United Breweries asks Vijay Mallya to step down as non-executive chairman
United Breweries’s move comes after a Sebi order barred Vijay Mallya from holding directorship in any listed company
Bengaluru: United Breweries Ltd (UBL), the maker of Kingfisher beer, late on Wednesday asked Vijay Mallya to step down as non-executive chairman of the company, effective immediately.
The decision was taken at the company’s board meeting on Wednesday.
The Securities and Exchange Board of India (Sebi) had last month barred Mallya and six former United Spirits Ltd executives from accessing the securities market for alleged violations of the listing agreement, diversion of funds and fraud.
Mallya and the others have also been barred from holding directorships in any listed company.
“I am directed by the board to convey that in order to comply with the Sebi order and in the absence of any stay or vacation of the said order, the board is compelled to request you to step down from the board of United Breweries Ltd with immediate effect,” Govind Iyengar, UB’s secretary and senior vice-president, legal, said in an email to Mallya that was filed with BSE on Wednesday.
The board has deliberated this matter and also reviewed the legal opinions in this regard, the company said.
The board had also resolved on 6 February not to send notices and agenda relating to board meetings and/or other privileged information to Mallya till such time as he obtains a stay of the Sebi order, and the same was conveyed to him.
On Wednesday, UBL also reported a 31.94% fall in net profit to Rs48.49 crore for the December quarter.
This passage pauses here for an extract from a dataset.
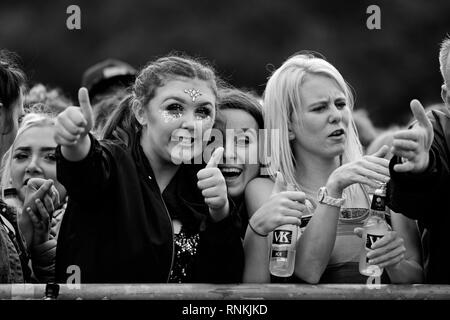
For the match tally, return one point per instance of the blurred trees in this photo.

Revenue rose 1.2% to Rs2230.86 crore.
United Breweries said unfavourable market conditions, together with the impact of demonetisation, excise duty increases in several states and raw material price pressures, resulted in a drop in its earnings before interest, tax, depreciation and amortization (Ebitda) and profit after tax in the quarter.
Sales volumes were flat for the nine months ending 31 December 2016 and declined in the western region on a year-to-date basis while growing in almost all other regions.
Input costs continued to be under pressure during the period with price increases in barley and sugar, which were in part offset by “improved efficiencies.”